I have been writing professionally since 1970, when I joined North-West London Press as an advertising feature writer, producing blurb about holidays and restaurants, interviews with local businessmen and more or less anything that didn't come under the heading of news.
From there, I moved to a rock music magazine and after ten glorious years of lunching with the likes of Marc Bolan, producing fanzines for The Police and the Bay City Rollers and going into the studio with bands like Yes and Deep Purple, I moved to romantic fiction and as well as editing a love story magazine, I started writing and selling first short stories, then romantic novels, mainly for teenagers (Pan Heartlines, Point Romance).
For decades, I have worked to deadlines. I gained a reputation as someone who could write well under extreme pressure. My first novel was written in just five weeks - all 80,000 words of it - to fit in with the publisher's schedule and this time last year, I was battling against the clock to write 90,000 words of Perfect Lives in seven weeks. Being 30 years older than I was when I wrote that first book, I found the pressure almost killing.
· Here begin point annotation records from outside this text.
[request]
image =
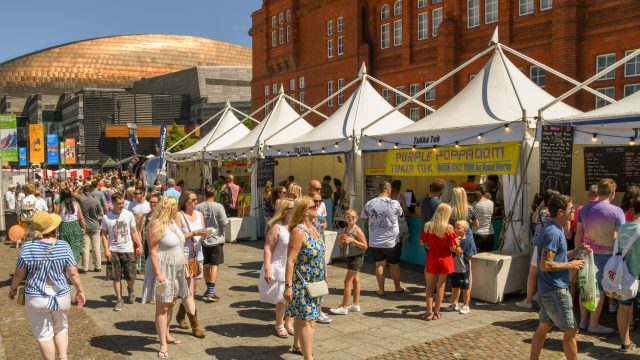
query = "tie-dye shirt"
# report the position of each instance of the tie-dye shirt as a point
(600, 220)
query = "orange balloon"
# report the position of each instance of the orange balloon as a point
(17, 232)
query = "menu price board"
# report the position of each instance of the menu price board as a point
(556, 157)
(620, 163)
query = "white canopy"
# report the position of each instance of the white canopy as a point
(614, 124)
(282, 123)
(362, 108)
(227, 130)
(493, 104)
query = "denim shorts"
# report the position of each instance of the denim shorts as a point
(556, 306)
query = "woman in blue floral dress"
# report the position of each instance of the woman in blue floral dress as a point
(305, 256)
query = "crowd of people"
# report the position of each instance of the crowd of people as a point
(176, 241)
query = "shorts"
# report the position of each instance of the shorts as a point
(601, 261)
(460, 280)
(391, 255)
(213, 255)
(556, 306)
(354, 263)
(45, 323)
(121, 265)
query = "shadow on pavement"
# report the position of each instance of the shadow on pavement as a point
(242, 352)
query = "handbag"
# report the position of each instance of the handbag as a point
(315, 289)
(21, 297)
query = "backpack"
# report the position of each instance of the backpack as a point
(617, 282)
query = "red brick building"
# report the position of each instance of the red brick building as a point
(314, 47)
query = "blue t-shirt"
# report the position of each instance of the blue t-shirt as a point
(553, 238)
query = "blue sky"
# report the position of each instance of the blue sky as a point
(33, 25)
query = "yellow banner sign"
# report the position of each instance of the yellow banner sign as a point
(36, 143)
(451, 160)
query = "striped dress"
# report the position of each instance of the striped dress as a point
(53, 267)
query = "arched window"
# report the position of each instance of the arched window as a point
(384, 12)
(397, 8)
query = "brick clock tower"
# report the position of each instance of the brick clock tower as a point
(313, 48)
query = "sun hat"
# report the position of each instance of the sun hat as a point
(44, 223)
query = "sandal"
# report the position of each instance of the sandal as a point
(427, 316)
(281, 331)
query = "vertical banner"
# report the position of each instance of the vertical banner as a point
(36, 143)
(53, 156)
(70, 151)
(23, 156)
(8, 137)
(62, 153)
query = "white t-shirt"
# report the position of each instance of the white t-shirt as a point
(119, 228)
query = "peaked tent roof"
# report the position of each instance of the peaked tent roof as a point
(228, 129)
(614, 123)
(281, 117)
(485, 106)
(362, 108)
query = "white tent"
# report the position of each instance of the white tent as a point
(228, 130)
(490, 109)
(614, 124)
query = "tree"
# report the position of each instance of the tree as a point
(174, 135)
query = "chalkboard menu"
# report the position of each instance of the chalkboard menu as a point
(556, 151)
(620, 163)
(266, 170)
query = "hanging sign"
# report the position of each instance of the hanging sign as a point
(70, 151)
(499, 159)
(53, 156)
(36, 143)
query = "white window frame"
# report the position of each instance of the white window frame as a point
(537, 77)
(636, 88)
(423, 25)
(605, 90)
(611, 74)
(436, 20)
(429, 95)
(473, 13)
(397, 33)
(635, 62)
(385, 40)
(330, 92)
(340, 93)
(525, 7)
(397, 8)
(491, 7)
(384, 12)
(549, 4)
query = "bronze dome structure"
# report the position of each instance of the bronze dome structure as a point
(113, 62)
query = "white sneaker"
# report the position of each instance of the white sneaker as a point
(339, 311)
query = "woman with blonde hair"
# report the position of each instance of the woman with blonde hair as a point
(165, 278)
(305, 264)
(439, 236)
(271, 282)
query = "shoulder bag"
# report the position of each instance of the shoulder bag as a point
(21, 298)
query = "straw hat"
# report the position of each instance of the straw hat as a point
(44, 223)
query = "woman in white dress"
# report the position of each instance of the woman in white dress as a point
(271, 281)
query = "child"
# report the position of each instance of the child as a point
(353, 245)
(461, 277)
(439, 235)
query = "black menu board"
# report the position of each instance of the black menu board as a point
(556, 155)
(620, 163)
(266, 170)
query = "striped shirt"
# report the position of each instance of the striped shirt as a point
(53, 267)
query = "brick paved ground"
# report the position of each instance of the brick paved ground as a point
(241, 327)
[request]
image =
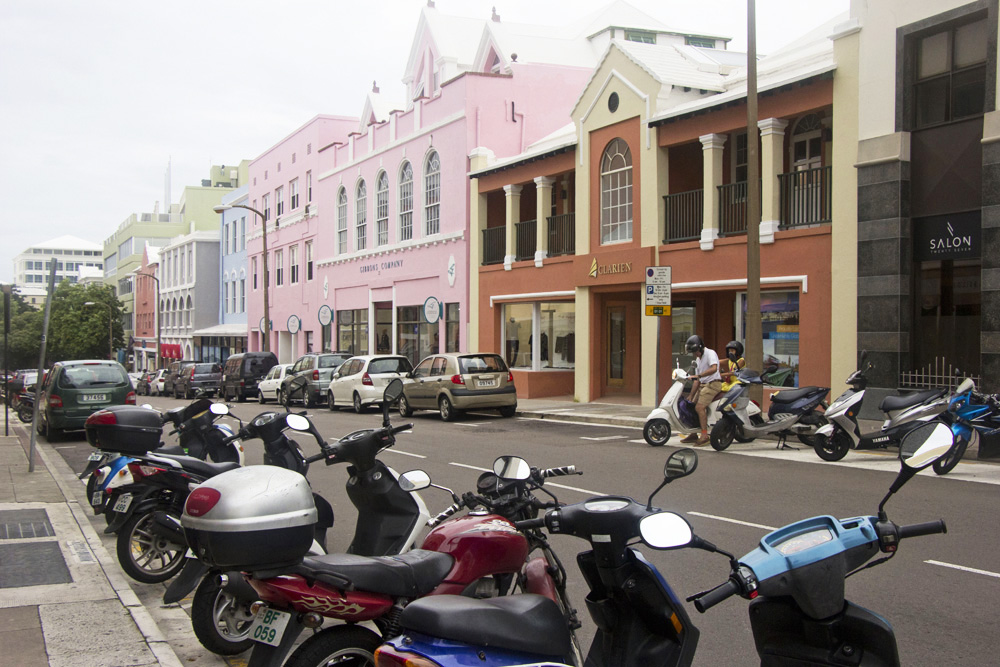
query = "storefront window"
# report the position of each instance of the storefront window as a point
(352, 331)
(452, 319)
(555, 333)
(780, 331)
(416, 338)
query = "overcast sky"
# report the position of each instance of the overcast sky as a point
(97, 96)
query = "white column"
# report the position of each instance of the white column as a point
(772, 149)
(712, 145)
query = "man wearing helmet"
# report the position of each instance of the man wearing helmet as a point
(707, 385)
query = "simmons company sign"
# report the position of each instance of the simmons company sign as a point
(953, 236)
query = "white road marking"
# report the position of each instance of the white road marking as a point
(400, 451)
(742, 523)
(973, 570)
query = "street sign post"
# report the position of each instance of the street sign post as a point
(658, 291)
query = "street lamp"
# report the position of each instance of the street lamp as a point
(111, 317)
(267, 306)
I got RSI in my arm and was so stressed I couldn't sleep, yet so exhausted, I could do nothing but write, write some more, then flop in front of the telly.
Two days ago, it struck me that I have never written a book just because I wanted to. Never written just for fun, with no deadline and no publisher breathing down my neck. So yesterday I started one and have so far written nearly 4,000 words. It is a black comedy in journal form, loosely based on my present predicament as an older woman living in a love-hate relationship in the house of very eccentric man. I don't know if I'll ever finish it but I tell you what, it's excellent therapy!
I may publish the odd bit of it here from time to time, as soon as I have gained some confidence in it. I have never tried writing humour before - apart from a funny article for a men's magazine about typing errors, e.g. 'she squashed her large beasts into a size 38F bra, then pulled on her black lace French knockers.' I enjoyed writing that.
If I have written 6000 words by Christmas Day, I shall crack open the bubbly. In the meantime, I wish you all a very merry Christmas and a happy, healthy and successful New Year. May all your dearest dreams be achieved and may you be loved and appreciated. You deserve it!